Ce jour dans l’histoire : Dans les traces de la catastrophe de Tchernobyl

Ce jour dans l’histoire : Dans les traces de la catastrophe de Tchernobyl

Ukrinform
Le 26 avril 1986 à 1h23, une puissante explosion s’est produite dans le quatriéme réacteur de la centrale nucléaire de Tchernobyl.

Cette explosion a détruit une partie du réacteur et de la salle des machines, et provoqué un incendie qui s’est propagé sur le toit du troisième bloc nucléaire. Les radiations projetées dans l'athmosphère à cause de l'accident de Tchernobyl ont été de 30 à 40 fois plus élevées que lors de l'explosion de la bombe atomique d'Hiroshima.

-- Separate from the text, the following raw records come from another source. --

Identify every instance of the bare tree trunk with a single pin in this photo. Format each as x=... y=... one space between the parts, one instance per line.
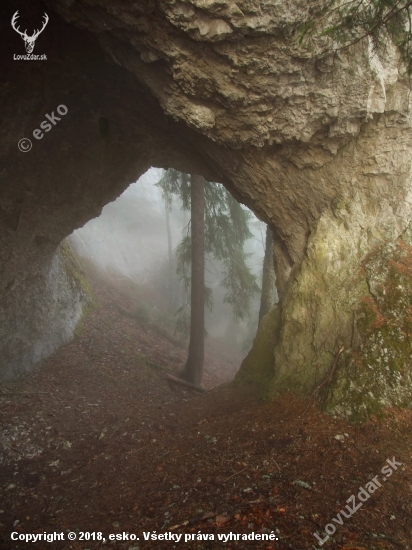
x=267 y=298
x=170 y=253
x=193 y=370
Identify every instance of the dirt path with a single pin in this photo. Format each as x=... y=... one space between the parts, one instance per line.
x=96 y=441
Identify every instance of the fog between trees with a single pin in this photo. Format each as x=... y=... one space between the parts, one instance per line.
x=129 y=238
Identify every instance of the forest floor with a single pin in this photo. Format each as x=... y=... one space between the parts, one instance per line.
x=97 y=444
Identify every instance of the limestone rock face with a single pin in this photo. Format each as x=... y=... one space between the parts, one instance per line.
x=318 y=145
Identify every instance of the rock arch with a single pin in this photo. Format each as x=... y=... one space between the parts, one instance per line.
x=317 y=146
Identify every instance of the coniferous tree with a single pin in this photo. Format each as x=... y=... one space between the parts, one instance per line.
x=349 y=22
x=225 y=232
x=193 y=370
x=267 y=297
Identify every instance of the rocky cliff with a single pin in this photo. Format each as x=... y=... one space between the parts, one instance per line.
x=318 y=145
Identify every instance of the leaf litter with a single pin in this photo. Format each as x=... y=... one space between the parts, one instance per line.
x=97 y=440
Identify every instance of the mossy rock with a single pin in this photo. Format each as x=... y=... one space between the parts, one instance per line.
x=378 y=374
x=79 y=282
x=258 y=366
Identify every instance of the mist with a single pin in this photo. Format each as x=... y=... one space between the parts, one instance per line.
x=129 y=239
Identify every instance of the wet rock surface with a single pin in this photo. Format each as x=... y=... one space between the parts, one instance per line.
x=317 y=146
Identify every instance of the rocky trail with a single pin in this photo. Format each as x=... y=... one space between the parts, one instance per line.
x=97 y=443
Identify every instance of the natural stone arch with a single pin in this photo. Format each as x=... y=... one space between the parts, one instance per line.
x=221 y=89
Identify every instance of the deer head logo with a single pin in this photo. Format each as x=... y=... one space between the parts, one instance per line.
x=29 y=41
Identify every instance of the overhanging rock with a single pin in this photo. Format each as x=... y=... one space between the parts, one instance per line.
x=317 y=145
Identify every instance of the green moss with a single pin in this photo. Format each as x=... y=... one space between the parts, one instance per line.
x=379 y=373
x=258 y=366
x=79 y=282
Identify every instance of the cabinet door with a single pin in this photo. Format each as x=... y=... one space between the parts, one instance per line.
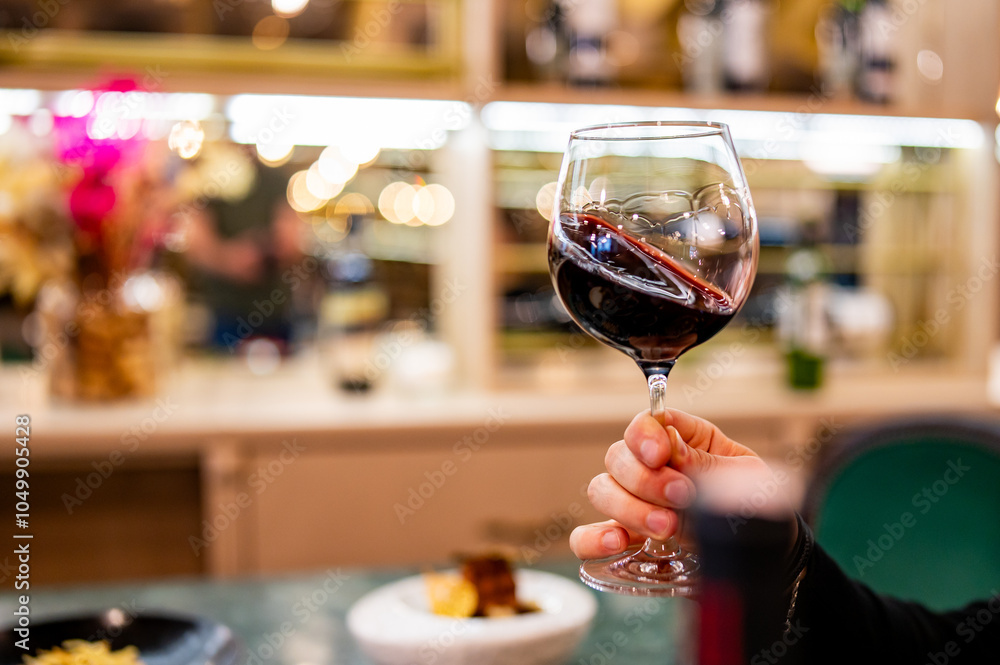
x=410 y=498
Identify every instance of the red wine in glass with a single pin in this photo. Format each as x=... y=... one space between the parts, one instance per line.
x=652 y=250
x=631 y=295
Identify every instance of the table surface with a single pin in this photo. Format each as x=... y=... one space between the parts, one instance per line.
x=312 y=619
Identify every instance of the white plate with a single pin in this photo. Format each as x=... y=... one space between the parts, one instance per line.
x=394 y=626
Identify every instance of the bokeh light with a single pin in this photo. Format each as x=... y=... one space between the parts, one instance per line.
x=353 y=204
x=335 y=166
x=299 y=196
x=545 y=199
x=272 y=153
x=270 y=33
x=186 y=139
x=319 y=186
x=288 y=8
x=415 y=205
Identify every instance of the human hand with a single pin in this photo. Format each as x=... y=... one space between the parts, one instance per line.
x=649 y=478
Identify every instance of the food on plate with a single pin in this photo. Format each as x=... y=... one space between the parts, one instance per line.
x=484 y=588
x=82 y=652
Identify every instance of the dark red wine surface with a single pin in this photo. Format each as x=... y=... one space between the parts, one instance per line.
x=631 y=295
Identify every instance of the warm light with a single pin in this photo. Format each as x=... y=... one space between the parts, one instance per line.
x=444 y=204
x=403 y=205
x=353 y=204
x=263 y=357
x=404 y=124
x=288 y=8
x=299 y=196
x=74 y=103
x=930 y=65
x=359 y=149
x=274 y=154
x=186 y=139
x=19 y=102
x=335 y=167
x=319 y=186
x=41 y=122
x=387 y=201
x=423 y=205
x=543 y=127
x=270 y=33
x=545 y=199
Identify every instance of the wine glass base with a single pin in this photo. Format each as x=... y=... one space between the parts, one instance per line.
x=636 y=573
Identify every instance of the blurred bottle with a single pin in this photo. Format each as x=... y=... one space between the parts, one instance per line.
x=745 y=63
x=351 y=313
x=804 y=325
x=589 y=23
x=876 y=72
x=547 y=43
x=700 y=35
x=839 y=46
x=743 y=531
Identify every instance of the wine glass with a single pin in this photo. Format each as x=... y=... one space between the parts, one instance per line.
x=652 y=249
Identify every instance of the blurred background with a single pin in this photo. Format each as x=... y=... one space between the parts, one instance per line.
x=273 y=282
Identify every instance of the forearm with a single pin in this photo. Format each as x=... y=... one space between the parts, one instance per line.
x=841 y=620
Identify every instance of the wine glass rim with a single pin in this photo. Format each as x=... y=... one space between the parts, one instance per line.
x=707 y=127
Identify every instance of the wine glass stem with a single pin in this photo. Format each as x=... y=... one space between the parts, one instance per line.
x=669 y=548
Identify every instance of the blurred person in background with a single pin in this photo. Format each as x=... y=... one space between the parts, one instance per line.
x=243 y=246
x=650 y=475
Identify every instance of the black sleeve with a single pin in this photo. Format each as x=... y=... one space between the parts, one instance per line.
x=840 y=620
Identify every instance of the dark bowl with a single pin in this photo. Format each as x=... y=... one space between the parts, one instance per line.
x=161 y=639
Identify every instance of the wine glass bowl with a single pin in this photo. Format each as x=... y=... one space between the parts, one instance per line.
x=652 y=250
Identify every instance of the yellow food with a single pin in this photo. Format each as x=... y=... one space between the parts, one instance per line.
x=451 y=595
x=82 y=652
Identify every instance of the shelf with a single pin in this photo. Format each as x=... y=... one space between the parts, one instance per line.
x=792 y=103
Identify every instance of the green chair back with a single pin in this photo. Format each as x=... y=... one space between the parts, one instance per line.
x=913 y=509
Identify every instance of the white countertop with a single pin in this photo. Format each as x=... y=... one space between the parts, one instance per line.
x=209 y=400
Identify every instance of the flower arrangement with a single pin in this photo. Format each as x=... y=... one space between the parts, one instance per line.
x=85 y=206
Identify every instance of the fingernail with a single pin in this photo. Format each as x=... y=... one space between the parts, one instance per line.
x=657 y=521
x=647 y=450
x=678 y=443
x=677 y=493
x=611 y=540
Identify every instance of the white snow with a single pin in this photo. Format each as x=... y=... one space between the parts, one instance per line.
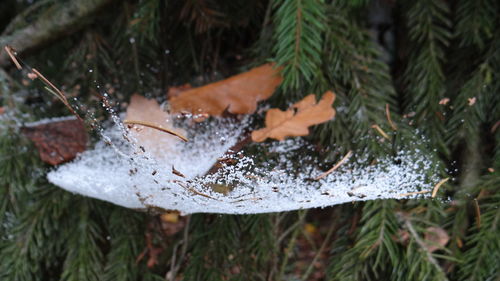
x=124 y=175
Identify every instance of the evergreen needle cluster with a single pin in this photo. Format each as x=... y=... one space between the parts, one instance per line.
x=422 y=73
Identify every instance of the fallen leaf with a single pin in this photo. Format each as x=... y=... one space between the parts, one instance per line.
x=472 y=101
x=436 y=238
x=175 y=91
x=57 y=141
x=152 y=140
x=444 y=101
x=238 y=94
x=172 y=223
x=296 y=120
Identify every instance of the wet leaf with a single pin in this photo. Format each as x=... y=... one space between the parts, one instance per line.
x=296 y=120
x=238 y=94
x=149 y=112
x=57 y=141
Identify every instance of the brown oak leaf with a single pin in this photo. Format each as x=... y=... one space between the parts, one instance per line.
x=57 y=141
x=155 y=141
x=238 y=94
x=296 y=120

Les pompiers et les services de secours arrivés presque immédiatement sur les lieux n'étaient malheureusement pas équipés de masque à gaz isolants ou d'autres moyens de protection spécialisés. Pourquoi? - Ils n'avaient tout simplement pas été avertis de la particularité et de la dangerosité de la situation et de la menace à la vie. Telles étaient les réalités de l'époque : obsédé par l'idéologie du secret,  le gouvernement soviétique aurait tenté de cacher l'accident à l'ensemble de la population avec pour conséquences désasteuses la respiration et la contamination par voie respiratoire de matières radioactives des liquidateurs (les personnels chargés de restaurer la situation).

L'incendie aura duré 10 jours et coûté la vie à 31 personnes. Au centre du quatrième réacteur, les pompiers ne réussiront à éteindre l’incendie que  le 10 mai suivant, quand la plupart du graphite s'était déjà consummé.

Au total, 240 mille personnes ont participé à l'extinction de l'incendie de la centrale nucléaire de Tchernobyl et toutes ont reçu des doses élevées de radiations. Mais l'action des pompiers a évité le pire : une forte explosion d'hydrogène, étape suivante de la tragédie.

Immédiatement après l'accident, près de 8,5 millions de personnes ont été exposées aux radiations,  et environ 155 kilomètres carrés de terres ont été polluées. Plus de 5 millions d'hectares de terres ont dû être interdits à l'agriculture. Dans les premiers jours suivant l'explosion, la population a quant à elle été évacuée sur une zone de 10 kilomètres, avant que les autorités ne se décident à étendre l'exclusion à 30 kms.

Le réacteur a, lui, continué à relacher ses rayonnements toxiques durant encore 3 semaines, jusqu'à ce qu'il soit recouvert par un mélange de sable, de plomb, d'argile et de bore. 

Après l'explosion, un nuage radioactif s'est échappé non seulement sur le territoire de l'Ukraine, de la Biélorussie et de la Russie mais aussi sur de nombreux pays européens : Suède, Autriche, Norvège, Allemagne, Finlande, Grèce, Roumanie, Slovénie, Lituanie et Lettonie.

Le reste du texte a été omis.